Here's a sample of how any typical NPO might currently treat you:

  • You sign an online petition to save the whales, reform immigration policy or stem-cell research
  • You get an automated generic thank you (you never hear from the NPO again about how or if your signature helped affect change)
  • A few months later, you get an email newsletter with generic information about mission, personal stories and a small ask for a donation
  • You ignore it, but do not unsubscribe
  • A month later, you get another generic newsletter, you ignore it
  • Three months later, you get a printed quarterly newsletter (you must have entered your address when signing that petition). You glance at it, but trash it.
  • A few weeks later, you get a direct mail piece from that same organization. It includes mailing labels, but you chuckle because the last time you sent a letter was NEVER. Everyone you know is on email and you pay your bills online.
  • You start getting direct mail pieces from other organizations that are sort of just like the one that you signed the petition for. What's going on here?
  • You get the next monthly email newsletter and finally fed up, you click unsubscribe.
  • The next month, you get the latest edition of that same email newsletter and while you hate to do it, you click the report as spam button in your email software.
So what's the solution? Strategically, it's pretty obvious but the trick is how and where you start to build a permission list. When I was at the March of Dimes, we built an amazing list of moms of premature babies through our Share Your Story web site. Those names were off-limits as I personally developed relationships with many of the moms themselves. The results were astounding - loyalty, money raised through family teams and in-person reunions.

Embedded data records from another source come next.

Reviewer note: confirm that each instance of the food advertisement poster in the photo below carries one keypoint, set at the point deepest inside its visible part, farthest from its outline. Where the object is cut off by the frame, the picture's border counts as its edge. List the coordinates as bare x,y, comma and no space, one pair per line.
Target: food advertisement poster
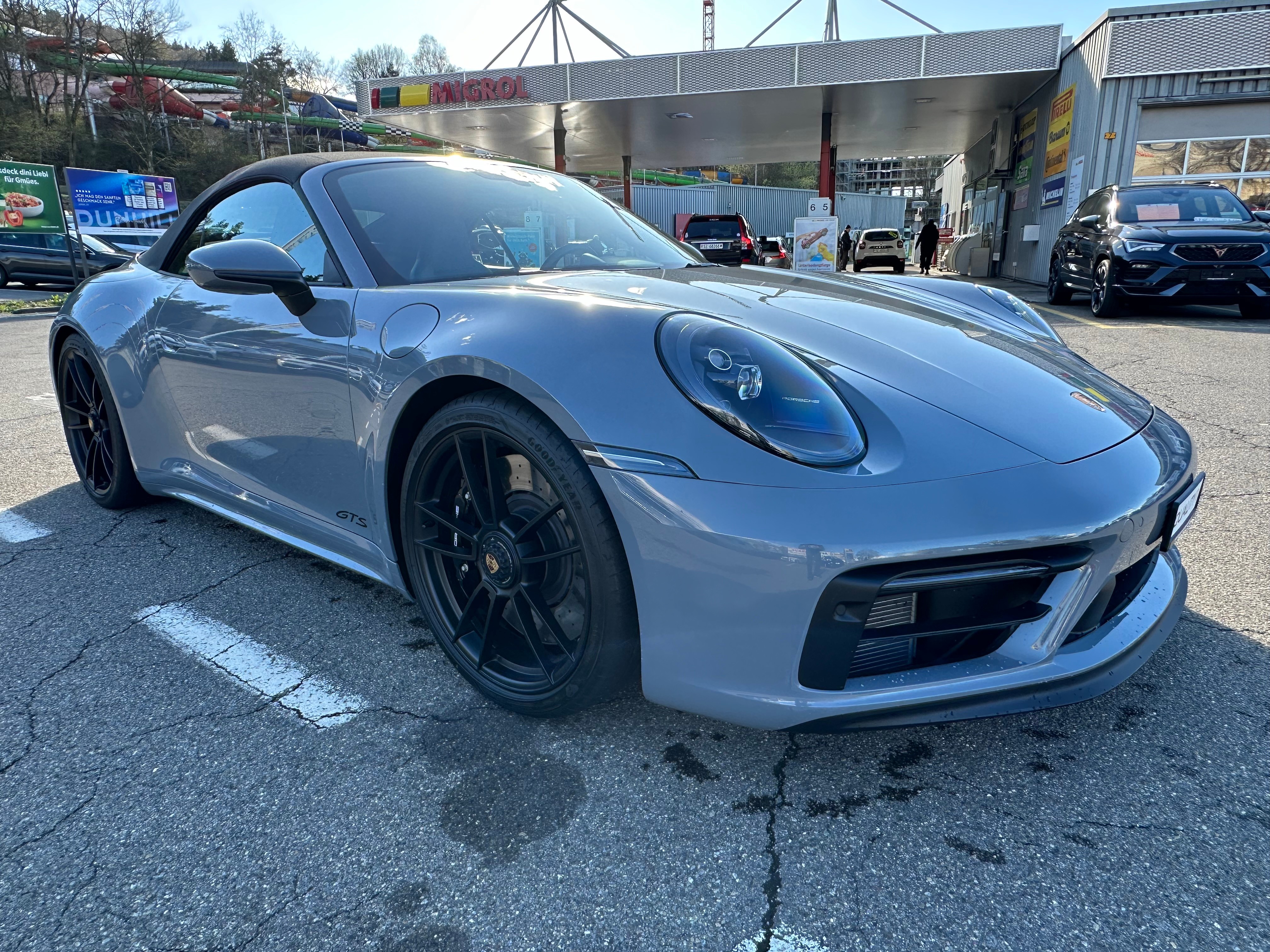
1058,138
1024,159
31,200
816,243
120,200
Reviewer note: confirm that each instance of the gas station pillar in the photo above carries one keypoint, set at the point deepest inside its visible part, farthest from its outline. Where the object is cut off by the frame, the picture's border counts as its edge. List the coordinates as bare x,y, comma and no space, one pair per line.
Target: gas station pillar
827,156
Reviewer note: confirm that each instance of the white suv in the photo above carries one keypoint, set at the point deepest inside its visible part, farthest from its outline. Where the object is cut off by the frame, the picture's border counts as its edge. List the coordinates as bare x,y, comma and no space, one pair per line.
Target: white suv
878,248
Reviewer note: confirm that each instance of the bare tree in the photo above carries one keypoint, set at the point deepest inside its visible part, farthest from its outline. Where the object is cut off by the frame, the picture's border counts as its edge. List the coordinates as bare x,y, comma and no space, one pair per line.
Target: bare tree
381,60
431,58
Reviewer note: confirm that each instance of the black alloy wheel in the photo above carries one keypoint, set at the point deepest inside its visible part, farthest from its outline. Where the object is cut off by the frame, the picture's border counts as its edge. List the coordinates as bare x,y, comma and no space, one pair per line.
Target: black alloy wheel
1056,291
93,432
515,558
1103,296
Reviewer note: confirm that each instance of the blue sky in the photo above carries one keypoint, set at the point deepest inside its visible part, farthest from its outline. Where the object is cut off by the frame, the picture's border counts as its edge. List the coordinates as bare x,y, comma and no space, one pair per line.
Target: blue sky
475,30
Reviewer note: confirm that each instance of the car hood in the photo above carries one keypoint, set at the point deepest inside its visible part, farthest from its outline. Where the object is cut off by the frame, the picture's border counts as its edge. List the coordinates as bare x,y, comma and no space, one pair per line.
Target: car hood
1032,391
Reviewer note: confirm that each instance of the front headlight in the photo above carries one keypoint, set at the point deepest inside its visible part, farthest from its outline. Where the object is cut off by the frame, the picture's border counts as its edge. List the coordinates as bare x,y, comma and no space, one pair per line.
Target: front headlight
760,390
1023,309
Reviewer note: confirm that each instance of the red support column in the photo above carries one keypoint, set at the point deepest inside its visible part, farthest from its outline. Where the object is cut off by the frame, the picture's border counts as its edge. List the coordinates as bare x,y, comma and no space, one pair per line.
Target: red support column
827,171
559,149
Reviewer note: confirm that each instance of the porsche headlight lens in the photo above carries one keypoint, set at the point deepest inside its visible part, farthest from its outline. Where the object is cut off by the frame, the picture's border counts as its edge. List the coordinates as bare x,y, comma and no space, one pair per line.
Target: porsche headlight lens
760,390
1023,309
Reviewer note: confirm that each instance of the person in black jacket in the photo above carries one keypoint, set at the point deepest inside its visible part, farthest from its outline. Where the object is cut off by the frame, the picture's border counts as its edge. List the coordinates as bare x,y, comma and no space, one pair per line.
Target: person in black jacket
928,241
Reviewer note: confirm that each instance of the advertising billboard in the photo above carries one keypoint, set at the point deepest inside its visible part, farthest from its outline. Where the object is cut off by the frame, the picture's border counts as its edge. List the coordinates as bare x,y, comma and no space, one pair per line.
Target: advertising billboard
816,244
31,200
105,201
1058,138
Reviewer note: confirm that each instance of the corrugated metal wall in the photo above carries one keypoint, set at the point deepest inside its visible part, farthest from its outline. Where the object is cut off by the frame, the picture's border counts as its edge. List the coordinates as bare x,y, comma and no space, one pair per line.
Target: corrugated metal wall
770,211
1107,107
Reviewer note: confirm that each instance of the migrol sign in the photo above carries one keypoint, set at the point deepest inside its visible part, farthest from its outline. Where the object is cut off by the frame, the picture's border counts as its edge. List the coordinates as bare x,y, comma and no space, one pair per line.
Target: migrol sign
459,91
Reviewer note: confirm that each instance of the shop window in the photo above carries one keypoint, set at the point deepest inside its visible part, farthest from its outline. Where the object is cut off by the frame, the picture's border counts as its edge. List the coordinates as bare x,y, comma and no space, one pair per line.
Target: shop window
1255,193
1216,156
1159,159
1259,155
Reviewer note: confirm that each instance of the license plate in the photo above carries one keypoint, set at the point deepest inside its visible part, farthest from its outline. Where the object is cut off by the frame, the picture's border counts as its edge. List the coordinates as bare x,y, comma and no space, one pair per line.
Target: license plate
1180,512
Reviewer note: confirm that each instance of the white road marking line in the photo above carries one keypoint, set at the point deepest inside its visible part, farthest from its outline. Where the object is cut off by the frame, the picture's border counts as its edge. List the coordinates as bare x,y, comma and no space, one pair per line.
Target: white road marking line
783,942
253,666
247,446
20,529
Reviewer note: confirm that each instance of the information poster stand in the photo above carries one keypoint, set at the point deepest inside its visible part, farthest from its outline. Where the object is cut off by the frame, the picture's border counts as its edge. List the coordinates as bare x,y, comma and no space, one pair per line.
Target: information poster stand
816,246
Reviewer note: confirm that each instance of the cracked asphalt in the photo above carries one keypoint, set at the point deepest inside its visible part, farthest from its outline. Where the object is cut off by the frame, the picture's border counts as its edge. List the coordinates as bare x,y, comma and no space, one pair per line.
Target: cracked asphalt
148,803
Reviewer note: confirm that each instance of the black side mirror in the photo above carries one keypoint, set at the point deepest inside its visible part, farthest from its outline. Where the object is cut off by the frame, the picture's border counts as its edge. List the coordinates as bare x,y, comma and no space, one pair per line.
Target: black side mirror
251,267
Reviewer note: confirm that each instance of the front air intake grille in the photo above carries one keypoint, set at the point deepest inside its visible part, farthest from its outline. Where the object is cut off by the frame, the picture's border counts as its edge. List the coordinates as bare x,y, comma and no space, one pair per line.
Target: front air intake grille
896,610
895,617
1220,253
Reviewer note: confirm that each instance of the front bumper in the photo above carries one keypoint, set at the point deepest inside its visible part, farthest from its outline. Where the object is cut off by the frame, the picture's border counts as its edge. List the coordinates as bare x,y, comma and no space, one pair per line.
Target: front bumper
1199,282
727,578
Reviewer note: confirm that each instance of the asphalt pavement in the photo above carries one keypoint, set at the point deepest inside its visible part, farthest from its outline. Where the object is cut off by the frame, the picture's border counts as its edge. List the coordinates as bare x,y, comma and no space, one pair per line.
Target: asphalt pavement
152,799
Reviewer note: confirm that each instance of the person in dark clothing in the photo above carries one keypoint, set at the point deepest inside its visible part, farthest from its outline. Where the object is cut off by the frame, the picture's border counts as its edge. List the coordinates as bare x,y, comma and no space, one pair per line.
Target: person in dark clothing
928,241
844,247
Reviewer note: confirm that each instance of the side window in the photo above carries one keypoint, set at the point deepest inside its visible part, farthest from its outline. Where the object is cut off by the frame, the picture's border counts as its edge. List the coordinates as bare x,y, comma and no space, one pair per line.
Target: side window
272,212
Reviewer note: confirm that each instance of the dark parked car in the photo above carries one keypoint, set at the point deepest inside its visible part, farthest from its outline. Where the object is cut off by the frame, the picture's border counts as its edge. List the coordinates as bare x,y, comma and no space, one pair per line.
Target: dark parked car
723,239
1164,244
41,259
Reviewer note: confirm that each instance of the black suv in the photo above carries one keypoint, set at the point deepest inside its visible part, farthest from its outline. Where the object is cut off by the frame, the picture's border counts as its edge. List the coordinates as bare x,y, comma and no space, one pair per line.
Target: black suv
41,259
1164,244
723,239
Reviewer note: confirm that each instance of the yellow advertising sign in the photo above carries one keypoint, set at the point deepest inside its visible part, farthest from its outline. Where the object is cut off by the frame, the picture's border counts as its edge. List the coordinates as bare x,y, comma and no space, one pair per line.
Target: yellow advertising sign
1058,136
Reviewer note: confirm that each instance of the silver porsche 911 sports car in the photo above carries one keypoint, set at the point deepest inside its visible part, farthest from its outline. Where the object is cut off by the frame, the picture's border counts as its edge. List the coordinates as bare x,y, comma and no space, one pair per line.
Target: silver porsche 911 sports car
780,499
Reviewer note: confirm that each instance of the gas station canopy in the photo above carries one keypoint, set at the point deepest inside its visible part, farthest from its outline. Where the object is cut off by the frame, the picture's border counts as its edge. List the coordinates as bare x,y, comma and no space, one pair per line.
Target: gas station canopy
930,94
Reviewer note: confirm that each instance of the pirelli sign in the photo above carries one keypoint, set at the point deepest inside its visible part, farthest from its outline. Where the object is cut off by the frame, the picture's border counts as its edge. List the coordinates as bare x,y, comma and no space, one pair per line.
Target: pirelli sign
459,91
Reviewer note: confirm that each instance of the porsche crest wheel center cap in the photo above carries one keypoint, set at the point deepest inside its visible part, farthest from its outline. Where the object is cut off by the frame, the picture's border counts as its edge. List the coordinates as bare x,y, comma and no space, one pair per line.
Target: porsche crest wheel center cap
498,562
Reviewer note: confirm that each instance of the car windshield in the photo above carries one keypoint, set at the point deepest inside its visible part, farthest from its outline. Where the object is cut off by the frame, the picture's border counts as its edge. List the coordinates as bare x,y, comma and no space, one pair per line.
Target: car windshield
100,246
1179,205
456,220
727,229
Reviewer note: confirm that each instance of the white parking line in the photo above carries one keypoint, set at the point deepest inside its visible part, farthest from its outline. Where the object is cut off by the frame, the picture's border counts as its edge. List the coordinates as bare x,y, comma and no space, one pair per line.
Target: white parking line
20,529
253,666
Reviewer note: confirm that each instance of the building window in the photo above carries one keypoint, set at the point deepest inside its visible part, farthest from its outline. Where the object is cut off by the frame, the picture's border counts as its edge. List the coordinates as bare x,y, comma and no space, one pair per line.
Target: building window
1238,164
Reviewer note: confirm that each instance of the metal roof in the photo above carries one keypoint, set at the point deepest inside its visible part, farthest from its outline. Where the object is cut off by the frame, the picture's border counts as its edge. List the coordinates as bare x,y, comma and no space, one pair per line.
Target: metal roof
755,105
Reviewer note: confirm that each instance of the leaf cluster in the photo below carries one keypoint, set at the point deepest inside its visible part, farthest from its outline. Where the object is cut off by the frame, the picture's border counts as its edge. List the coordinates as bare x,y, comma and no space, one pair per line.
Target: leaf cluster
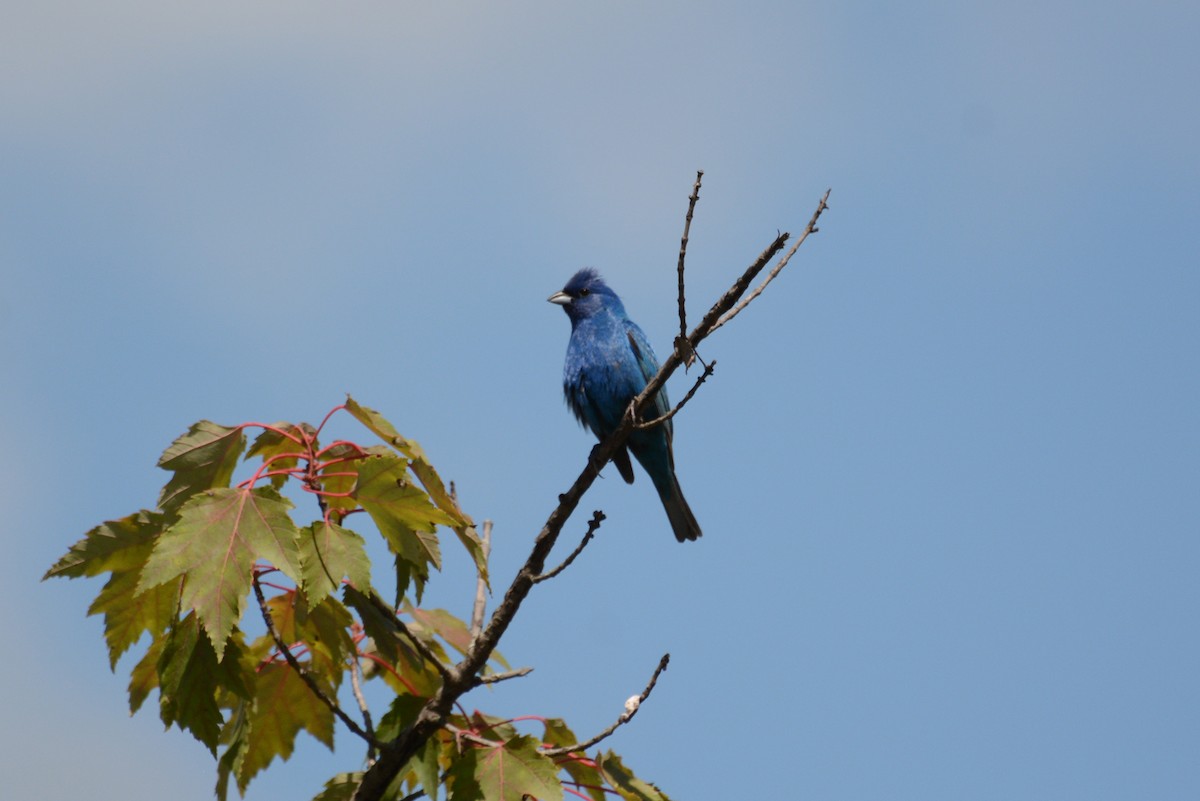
183,576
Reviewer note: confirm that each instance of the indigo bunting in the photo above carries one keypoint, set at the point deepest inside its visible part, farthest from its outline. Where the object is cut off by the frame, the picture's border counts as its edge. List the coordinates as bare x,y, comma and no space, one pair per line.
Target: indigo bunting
609,362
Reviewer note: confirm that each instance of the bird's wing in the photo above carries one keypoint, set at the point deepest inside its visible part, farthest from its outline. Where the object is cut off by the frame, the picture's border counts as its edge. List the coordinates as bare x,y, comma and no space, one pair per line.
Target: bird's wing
649,367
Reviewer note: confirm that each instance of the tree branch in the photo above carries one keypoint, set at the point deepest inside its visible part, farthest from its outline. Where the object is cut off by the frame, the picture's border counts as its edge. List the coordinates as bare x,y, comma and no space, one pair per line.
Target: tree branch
491,679
593,527
395,754
811,228
658,421
683,252
477,613
299,669
631,708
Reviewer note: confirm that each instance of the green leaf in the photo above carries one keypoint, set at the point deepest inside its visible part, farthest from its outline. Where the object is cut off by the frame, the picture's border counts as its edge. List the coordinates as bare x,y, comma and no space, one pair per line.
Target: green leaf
403,513
214,546
624,782
401,714
235,735
577,766
325,628
377,622
187,676
276,446
112,546
339,475
144,675
463,527
384,429
412,673
328,553
202,458
340,788
444,625
394,501
515,770
425,765
127,613
282,706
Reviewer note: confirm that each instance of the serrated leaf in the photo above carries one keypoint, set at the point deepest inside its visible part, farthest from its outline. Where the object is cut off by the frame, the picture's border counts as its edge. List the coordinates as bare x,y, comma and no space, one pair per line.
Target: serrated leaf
401,714
393,500
411,672
424,765
403,515
144,675
203,458
214,546
276,446
581,770
444,625
112,546
340,788
622,780
282,706
339,474
515,770
328,553
384,429
129,614
463,527
187,684
235,736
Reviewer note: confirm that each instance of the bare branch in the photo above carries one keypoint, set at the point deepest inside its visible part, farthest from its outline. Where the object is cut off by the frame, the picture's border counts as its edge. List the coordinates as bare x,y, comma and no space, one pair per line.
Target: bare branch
417,642
811,228
300,672
477,614
491,679
683,252
631,708
593,527
357,688
658,421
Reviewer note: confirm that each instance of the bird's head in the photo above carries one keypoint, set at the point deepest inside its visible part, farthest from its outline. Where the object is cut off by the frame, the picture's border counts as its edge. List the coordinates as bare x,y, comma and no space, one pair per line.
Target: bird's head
586,295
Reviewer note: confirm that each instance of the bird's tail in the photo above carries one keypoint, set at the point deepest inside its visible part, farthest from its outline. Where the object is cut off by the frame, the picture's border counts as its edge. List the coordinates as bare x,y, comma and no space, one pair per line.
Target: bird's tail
683,522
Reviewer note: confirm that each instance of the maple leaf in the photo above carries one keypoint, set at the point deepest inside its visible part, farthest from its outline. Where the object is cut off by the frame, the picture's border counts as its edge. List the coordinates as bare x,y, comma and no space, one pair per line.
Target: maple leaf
510,771
273,445
282,706
187,682
214,544
202,458
624,782
462,525
328,553
112,546
130,613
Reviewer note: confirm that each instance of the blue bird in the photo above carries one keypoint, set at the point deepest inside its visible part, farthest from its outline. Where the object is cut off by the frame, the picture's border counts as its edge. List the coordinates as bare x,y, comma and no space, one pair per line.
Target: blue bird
609,362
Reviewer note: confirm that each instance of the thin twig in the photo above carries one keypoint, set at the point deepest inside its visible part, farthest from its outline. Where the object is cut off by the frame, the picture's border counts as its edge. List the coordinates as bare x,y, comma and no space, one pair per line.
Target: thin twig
658,421
811,228
631,708
418,643
683,252
593,527
301,673
357,687
477,615
491,679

I don't have all the answers but here is a list of stuff that I'm working on...
  • Mining our email list for folks who signed up but have never made a gift - and figuring out what else we can ask them for (cause money isn't it)
  • Looking at our Advocacy communications strategy and and making sure we don't jump to asking for money too quickly
  • Looking for folks who'd be interested in blogging about us
  • Building a list of folks who really want a conversation with us directly
  • Looking at alternative ways to engage folks - on sites like myspace, facebook, Second Life and others
I know that many of you don't buy all this and that you are convinced that all you need to do is buy one more list or send one more letter and you will be able to continue to grow your organization. I don't believe you!

I'd love to hear from you - comment away.